Di pesantren yang penuh dengan disiplin itu mereka belajar untuk menaati peraturan yang cukup ketat, dilarang berbahasa Indonesia hanya boleh Arab dan Inggris, dan jumlah jam belajar yang cukup panjang dibandingkan dengan sekolah umum.
Semangat Man Jadda wa Jadda (siapa yang bersungguh-sungguh dia akan berhasil) melecut jiwa-jiwa muda ini untuk tidak takut bermimpi dan kelak berusaha mewujudkannya.
"Orang Sukses adalah orang-orang yang melebihkan usahanya di atas-rata-rata orang lain", slogan itu pula yang disampaikan oleh para guru mereka untuk menyemangati para santri ini. Untuk menempuh ujian yang terdiri dari lisan dan tulisan dan dengan soal-soal yang tidak berbahasa Indonesia, santri PM bekerja ekstra keras untuk berhasil.

Review:
Novel ini sungguh enak dibaca. Bahasanya mengalir lancar. Banyak detil pesantren yang membuat kita serasa belajar di tempat itu. Apalagi ketika mereka bicara soal sambal kantin yang bikin lidah meneteskan air liur.
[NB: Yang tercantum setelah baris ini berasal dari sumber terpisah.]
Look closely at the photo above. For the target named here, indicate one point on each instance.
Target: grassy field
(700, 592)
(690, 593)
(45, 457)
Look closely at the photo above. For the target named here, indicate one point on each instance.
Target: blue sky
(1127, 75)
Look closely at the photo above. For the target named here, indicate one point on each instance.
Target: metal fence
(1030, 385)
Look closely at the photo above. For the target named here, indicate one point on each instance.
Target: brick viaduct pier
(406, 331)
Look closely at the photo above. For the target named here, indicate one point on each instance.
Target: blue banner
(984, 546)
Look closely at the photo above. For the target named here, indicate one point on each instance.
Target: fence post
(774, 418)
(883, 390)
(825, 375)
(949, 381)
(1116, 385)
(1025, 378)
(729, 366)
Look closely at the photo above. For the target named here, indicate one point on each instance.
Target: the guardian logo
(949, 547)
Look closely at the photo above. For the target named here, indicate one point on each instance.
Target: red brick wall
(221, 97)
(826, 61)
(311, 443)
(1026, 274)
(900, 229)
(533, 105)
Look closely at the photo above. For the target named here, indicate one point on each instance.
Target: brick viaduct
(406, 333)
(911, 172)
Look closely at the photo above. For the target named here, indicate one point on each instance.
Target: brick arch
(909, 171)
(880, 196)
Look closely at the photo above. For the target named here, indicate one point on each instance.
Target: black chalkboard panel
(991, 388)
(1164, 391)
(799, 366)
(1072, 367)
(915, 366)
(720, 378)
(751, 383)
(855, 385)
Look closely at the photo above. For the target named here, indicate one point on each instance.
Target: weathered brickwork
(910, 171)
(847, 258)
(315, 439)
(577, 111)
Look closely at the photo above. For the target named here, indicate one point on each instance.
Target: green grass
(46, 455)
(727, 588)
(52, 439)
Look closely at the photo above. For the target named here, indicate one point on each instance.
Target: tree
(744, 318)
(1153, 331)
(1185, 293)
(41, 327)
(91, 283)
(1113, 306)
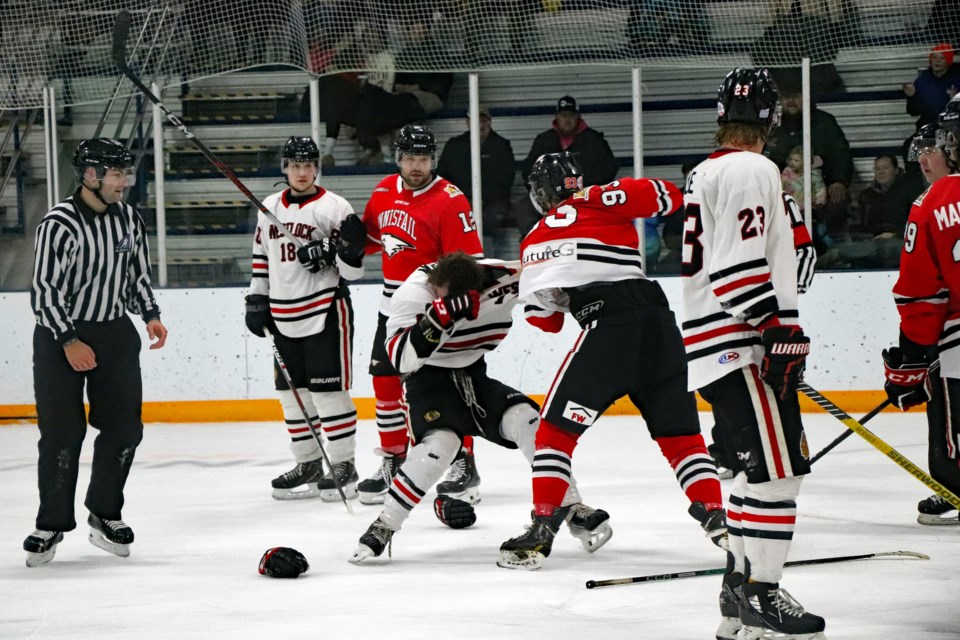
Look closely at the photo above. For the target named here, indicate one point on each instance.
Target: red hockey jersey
(927, 293)
(414, 228)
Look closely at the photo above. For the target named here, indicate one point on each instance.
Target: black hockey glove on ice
(907, 383)
(283, 562)
(786, 349)
(318, 254)
(258, 315)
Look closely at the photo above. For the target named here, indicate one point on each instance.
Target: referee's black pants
(115, 392)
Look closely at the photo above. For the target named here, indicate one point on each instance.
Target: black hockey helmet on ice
(299, 149)
(750, 96)
(101, 154)
(415, 140)
(554, 177)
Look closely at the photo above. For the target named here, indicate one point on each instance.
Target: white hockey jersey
(738, 252)
(299, 300)
(470, 339)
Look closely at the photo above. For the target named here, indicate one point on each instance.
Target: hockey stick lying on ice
(306, 416)
(121, 29)
(660, 577)
(879, 444)
(849, 432)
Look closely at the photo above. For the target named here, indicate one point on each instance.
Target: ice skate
(935, 510)
(373, 490)
(113, 536)
(463, 480)
(590, 526)
(530, 548)
(767, 611)
(372, 543)
(41, 546)
(300, 482)
(346, 474)
(714, 523)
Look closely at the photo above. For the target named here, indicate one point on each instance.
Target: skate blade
(943, 519)
(96, 539)
(303, 492)
(593, 540)
(531, 561)
(470, 496)
(332, 495)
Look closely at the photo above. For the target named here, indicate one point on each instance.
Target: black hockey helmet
(101, 154)
(299, 149)
(750, 96)
(415, 140)
(553, 178)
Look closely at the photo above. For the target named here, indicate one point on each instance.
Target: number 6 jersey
(738, 262)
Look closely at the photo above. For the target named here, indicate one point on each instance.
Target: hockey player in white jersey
(444, 318)
(299, 295)
(746, 352)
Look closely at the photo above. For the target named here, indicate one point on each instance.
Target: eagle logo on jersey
(392, 245)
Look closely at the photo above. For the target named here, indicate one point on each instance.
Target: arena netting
(67, 43)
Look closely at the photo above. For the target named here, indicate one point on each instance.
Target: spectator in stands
(497, 174)
(933, 87)
(830, 144)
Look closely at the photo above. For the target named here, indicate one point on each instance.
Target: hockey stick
(121, 29)
(306, 416)
(846, 434)
(660, 577)
(878, 443)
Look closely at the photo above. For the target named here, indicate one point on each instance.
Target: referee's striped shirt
(90, 266)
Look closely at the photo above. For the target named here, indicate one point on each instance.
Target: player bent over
(583, 257)
(443, 320)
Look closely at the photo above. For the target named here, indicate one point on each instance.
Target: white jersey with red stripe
(414, 228)
(470, 340)
(299, 300)
(927, 292)
(590, 237)
(738, 257)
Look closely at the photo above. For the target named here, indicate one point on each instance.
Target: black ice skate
(346, 473)
(590, 526)
(300, 482)
(767, 611)
(373, 490)
(463, 480)
(110, 535)
(935, 510)
(41, 546)
(528, 550)
(714, 523)
(372, 543)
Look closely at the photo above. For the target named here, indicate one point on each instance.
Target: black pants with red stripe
(115, 392)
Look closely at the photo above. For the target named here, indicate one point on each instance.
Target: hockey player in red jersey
(927, 294)
(583, 257)
(443, 320)
(746, 351)
(412, 218)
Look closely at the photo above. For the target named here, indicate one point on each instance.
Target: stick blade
(121, 30)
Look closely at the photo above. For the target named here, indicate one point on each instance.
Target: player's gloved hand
(454, 513)
(786, 349)
(283, 562)
(258, 315)
(318, 254)
(907, 383)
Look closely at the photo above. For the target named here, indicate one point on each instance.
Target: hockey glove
(454, 513)
(258, 315)
(283, 562)
(318, 254)
(907, 383)
(786, 349)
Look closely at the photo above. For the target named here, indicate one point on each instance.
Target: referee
(92, 266)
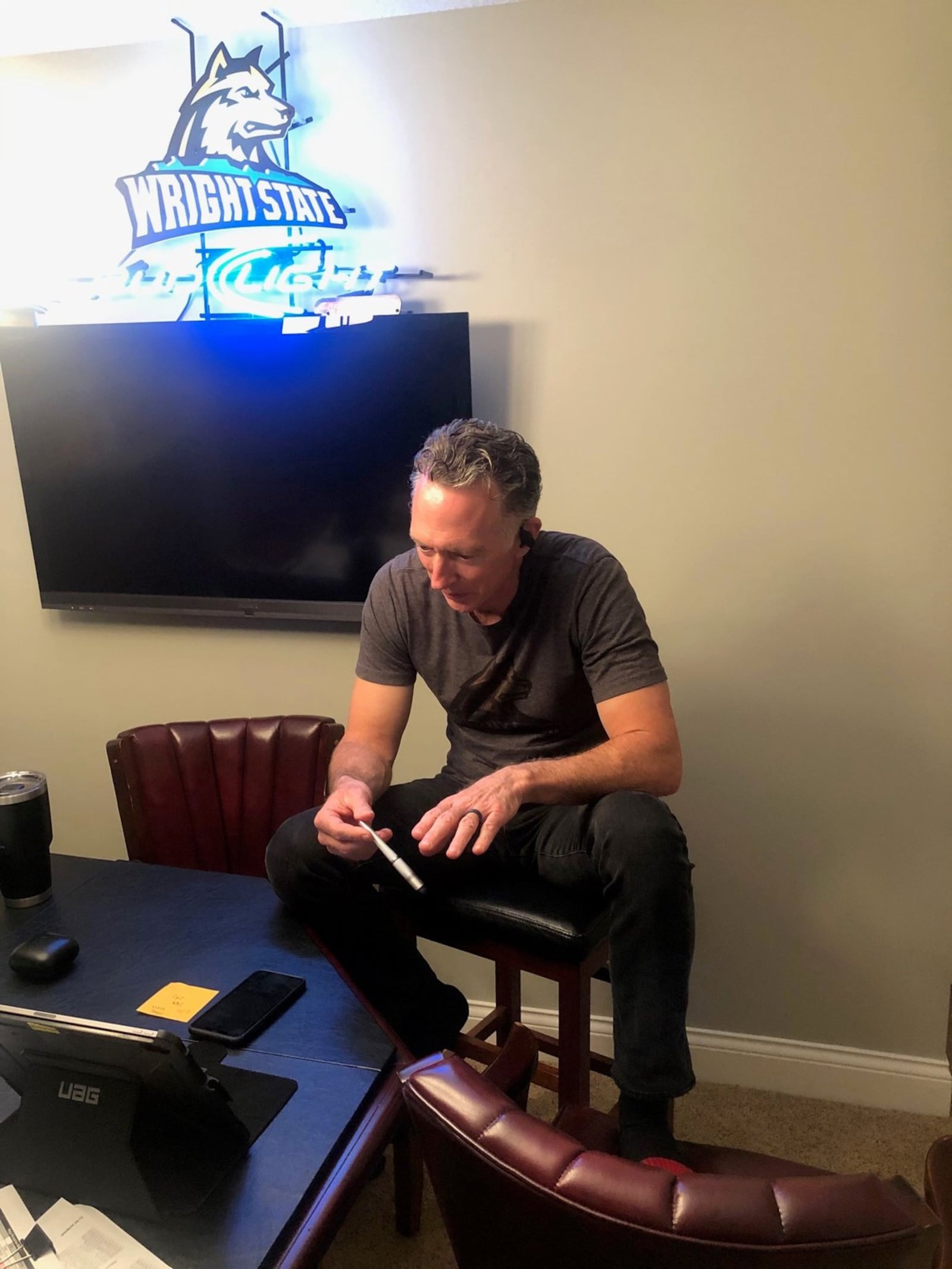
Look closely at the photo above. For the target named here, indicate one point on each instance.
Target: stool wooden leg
(574, 1039)
(508, 999)
(408, 1179)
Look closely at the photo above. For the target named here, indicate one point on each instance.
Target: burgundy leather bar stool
(532, 927)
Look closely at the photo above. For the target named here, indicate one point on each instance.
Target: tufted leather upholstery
(210, 795)
(938, 1193)
(516, 1193)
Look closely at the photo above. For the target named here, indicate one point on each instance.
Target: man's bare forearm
(359, 762)
(629, 762)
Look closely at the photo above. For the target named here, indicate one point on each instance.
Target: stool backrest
(210, 795)
(516, 1192)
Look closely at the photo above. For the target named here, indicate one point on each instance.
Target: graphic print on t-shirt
(489, 701)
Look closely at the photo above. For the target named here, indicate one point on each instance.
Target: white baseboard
(889, 1082)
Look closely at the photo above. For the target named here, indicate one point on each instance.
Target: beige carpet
(824, 1133)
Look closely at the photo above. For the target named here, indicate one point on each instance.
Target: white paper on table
(14, 1212)
(20, 1221)
(86, 1239)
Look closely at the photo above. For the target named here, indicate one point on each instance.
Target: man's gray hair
(471, 452)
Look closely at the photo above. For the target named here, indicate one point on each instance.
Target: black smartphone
(246, 1009)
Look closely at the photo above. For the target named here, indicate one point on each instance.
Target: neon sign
(217, 173)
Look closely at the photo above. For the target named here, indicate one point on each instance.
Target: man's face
(469, 547)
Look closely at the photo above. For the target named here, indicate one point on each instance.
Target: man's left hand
(452, 828)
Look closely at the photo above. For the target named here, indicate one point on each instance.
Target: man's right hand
(337, 822)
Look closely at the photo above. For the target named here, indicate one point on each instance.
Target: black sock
(436, 1023)
(644, 1129)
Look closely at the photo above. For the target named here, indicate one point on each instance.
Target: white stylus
(400, 864)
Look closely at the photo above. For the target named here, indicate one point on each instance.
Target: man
(562, 742)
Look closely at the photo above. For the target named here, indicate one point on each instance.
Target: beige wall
(706, 253)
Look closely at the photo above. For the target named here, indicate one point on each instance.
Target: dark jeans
(627, 847)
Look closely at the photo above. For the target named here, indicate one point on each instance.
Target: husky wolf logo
(229, 113)
(217, 172)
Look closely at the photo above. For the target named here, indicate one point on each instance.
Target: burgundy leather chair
(516, 1193)
(938, 1193)
(210, 795)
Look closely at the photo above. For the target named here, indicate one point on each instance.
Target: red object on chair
(516, 1192)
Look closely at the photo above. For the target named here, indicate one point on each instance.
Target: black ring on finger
(479, 816)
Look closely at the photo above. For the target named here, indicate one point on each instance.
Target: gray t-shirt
(527, 687)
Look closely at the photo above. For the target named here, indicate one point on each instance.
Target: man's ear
(528, 532)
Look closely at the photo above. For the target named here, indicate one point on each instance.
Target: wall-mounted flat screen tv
(225, 468)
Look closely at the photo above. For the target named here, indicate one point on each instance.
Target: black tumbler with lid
(26, 833)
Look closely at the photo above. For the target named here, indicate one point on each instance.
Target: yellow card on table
(178, 1002)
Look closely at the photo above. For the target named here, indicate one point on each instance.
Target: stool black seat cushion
(525, 913)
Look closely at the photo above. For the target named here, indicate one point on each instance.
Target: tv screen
(225, 468)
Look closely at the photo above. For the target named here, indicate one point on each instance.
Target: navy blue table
(144, 926)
Kalau kita membaca novel ini, nyatalah bahwa sekolah di pesantren itu tidak seperti anggapan kebanyakan orang. Bahkan bisa dikatakan mereka lebih maju karena memiliki pengjaran bilingual yang cukup efektif. Selain itu mereka sudah dipersiapkan untuk tampil di depan umum dan mempelajari public speaking. Bandingkan dengan lulusan SMU saat ini.
Bahasanya yang cukup ringkas dan mengena, disebabkan sang penulis adalah seorang wartawan. Sayangnya, tidak diungkap sisi negatif dari pesantren ini misalnya. Kalau diungkap pastilah lebih menarik.
Jadi, jangan takut bermimpi, kawan. Man Jadda wa Jadda!